Effacée, lu par Récréalivres

Partant du principe éprouvé (et disculpant) que les « mauvais » romans sont parfois plus intéressants que les « bons » et me fiant à sa couverture très Calvin Klein, j’ai lu « Effacée » de Teri TERRY (un probable pseudo rassurez-vous). Je m’étais à l’avance fait un plaisir de railler cette nouvelle dystopie publiée dans la peu recommandable collection Fiction de La Matinière Jeunesse. La quatrième de couverture est à elle seule l’illustration pathétique d’une forme de standardisation éditoriale et pourrait avec quelques modifications minimes être échangée avec beaucoup d’autres.

« Dans un futur proche, […] Une intrigue dense et haletante pour une quête d’identité d’une intensité rare. »

Pourtant, sans pour autant s’éloigner complètement des règles d’un genre ultra codifié, « Effacée » se révèle bien plus réussi que ce qui était attendu.

L’histoire très classique suit la jeune Kyla, criminelle dont les autorités politiques d’une Angleterre fascisante ont effacé la mémoire en vue d’une réinsertion.

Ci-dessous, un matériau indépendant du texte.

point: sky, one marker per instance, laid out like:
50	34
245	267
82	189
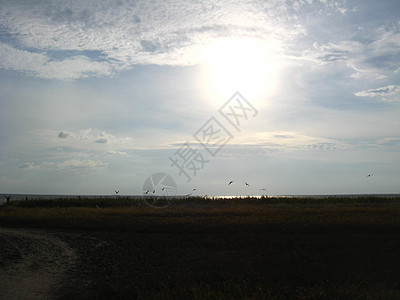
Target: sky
294	97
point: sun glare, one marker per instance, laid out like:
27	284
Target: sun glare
243	65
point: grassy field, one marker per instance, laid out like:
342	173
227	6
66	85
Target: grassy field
196	248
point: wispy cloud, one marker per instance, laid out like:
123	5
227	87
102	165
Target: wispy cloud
386	93
29	166
63	135
81	165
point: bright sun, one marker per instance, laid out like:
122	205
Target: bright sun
243	65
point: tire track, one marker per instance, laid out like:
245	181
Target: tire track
33	263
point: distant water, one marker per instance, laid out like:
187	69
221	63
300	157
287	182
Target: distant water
52	197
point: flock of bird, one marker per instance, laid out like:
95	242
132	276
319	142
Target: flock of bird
154	191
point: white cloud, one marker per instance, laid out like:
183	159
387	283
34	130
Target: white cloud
63	135
170	32
114	152
101	140
29	166
81	165
387	93
42	66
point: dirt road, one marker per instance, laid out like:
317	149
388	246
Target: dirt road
34	264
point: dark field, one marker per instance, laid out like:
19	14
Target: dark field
269	248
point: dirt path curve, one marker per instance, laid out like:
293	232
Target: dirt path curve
33	263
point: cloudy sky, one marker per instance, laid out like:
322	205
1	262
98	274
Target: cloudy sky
98	95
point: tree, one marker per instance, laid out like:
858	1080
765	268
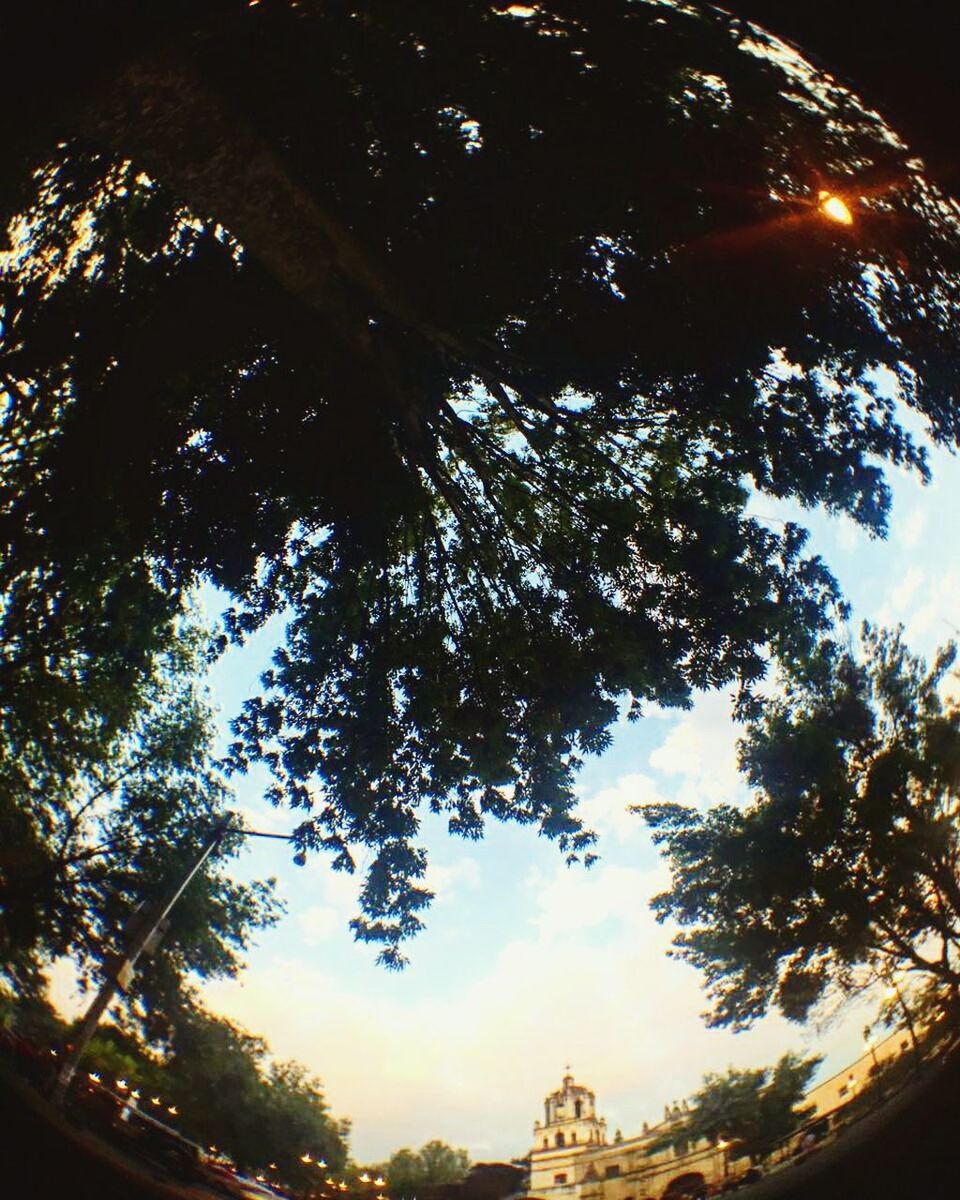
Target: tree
751	1110
845	864
101	809
228	1093
411	1171
300	232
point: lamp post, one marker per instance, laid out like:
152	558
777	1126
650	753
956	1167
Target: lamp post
870	1043
724	1146
120	976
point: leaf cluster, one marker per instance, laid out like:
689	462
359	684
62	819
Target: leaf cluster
489	439
847	857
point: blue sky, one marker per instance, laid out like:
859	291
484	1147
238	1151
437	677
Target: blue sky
526	964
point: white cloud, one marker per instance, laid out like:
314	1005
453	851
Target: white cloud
471	1062
449	880
701	750
905	591
912	527
937	615
317	924
607	810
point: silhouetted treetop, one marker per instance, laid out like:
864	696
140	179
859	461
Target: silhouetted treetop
461	335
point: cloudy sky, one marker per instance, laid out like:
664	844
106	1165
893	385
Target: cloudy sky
527	965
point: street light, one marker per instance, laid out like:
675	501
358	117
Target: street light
120	976
835	208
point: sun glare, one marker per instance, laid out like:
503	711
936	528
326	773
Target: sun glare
835	209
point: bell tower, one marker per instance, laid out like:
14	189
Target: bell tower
569	1119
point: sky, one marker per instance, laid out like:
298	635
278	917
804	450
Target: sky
527	965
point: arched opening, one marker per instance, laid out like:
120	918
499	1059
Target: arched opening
690	1185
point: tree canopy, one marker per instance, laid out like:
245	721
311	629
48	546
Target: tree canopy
844	868
749	1110
107	795
461	339
409	1173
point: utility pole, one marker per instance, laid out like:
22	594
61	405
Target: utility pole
120	977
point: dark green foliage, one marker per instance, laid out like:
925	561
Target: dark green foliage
749	1110
105	802
486	431
227	1090
411	1173
231	1095
847	857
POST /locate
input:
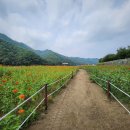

Elle apprend à découvrir sa nouvelle famille et son environnement scolaire tout en s’accommodant de son nivo, sorte de bracelet électronique capable d’encadrer et de surveiller son comportement et ses émotions. « Effacée » brode sans grande originalité sur le motif très romanesque de l’amnésique et trousse sans faux pas notables l’éducation sentimentale et politique d’une jeune fille suffisamment ordinaire pour qu’une majorité de lectrices puissent s’identifier.

De la même manière que le premier tome de la trilogie d’Ally CONDIE (« Promise », ed. Gallimard) avait pu agréablement surprendre, « Effacée » se détache du tout venant par une forme de minimalisme bienvenu. Teri TERRY choisit notamment de ne tracer que dans les grandes lignes le contexte social et politique de cette Angleterre d’anticipation qui évoque celle d' »Auprès de moi toujours » * ainsi que la dictature argentine. Elle cantonne son roman à quelques lieux caractéristiques (une chambre, une salle de classe, un cabinet médical,…) et ménage ses effets. « Effacée » reste entièrement concentré/orienté sur son personnage principal/narratrice, archétype parfait de l’adolescente égocentrique obsédée par ses émotions. Le nivo est à ce titre une jolie trouvaille qui résume à elle seule l’emprise d’une société résolue dans un compromis schizophrénique à donner une possibilité de rachat aux criminels tout en anéantissant leur intégrité psychologique**.

En ce sens et de façon assez inattendue, « Effacée » est un roman théorique. Beaucoup de thèmes contemporains y sont traités de façon abstraite, sacrifiant au passage la plupart des personnages tous construits sur de prévisibles faux-semblants. Cette valeur symptomatique n’est pas le seul intérêt d' »Effacée » mais elle risque néanmoins de ne pas résister à l’effet de suite. Car le roman de Teri TERRY n’est qu’un premier tome…

Librairie Récréalivres, Le Mans

Effacée, Teri TERRY,  éd. La Martinière Jeunesse, coll. Fiction, 15€.

* « Auprès de moi toujours », Kazuo ISHIGURO, éd. Folio, 8.20€.

** Il y a quelque chose d’assez fascinant bien que probablement involontaire, de voir comme le lecteur est lui même mis en quelque sorte dans la peau d’un effacé : posture de celui qui doit prétendre avoir oublié (avoir lu de meilleurs romans) et qui se souvient néanmoins (ceci donnant du prix à sa lecture).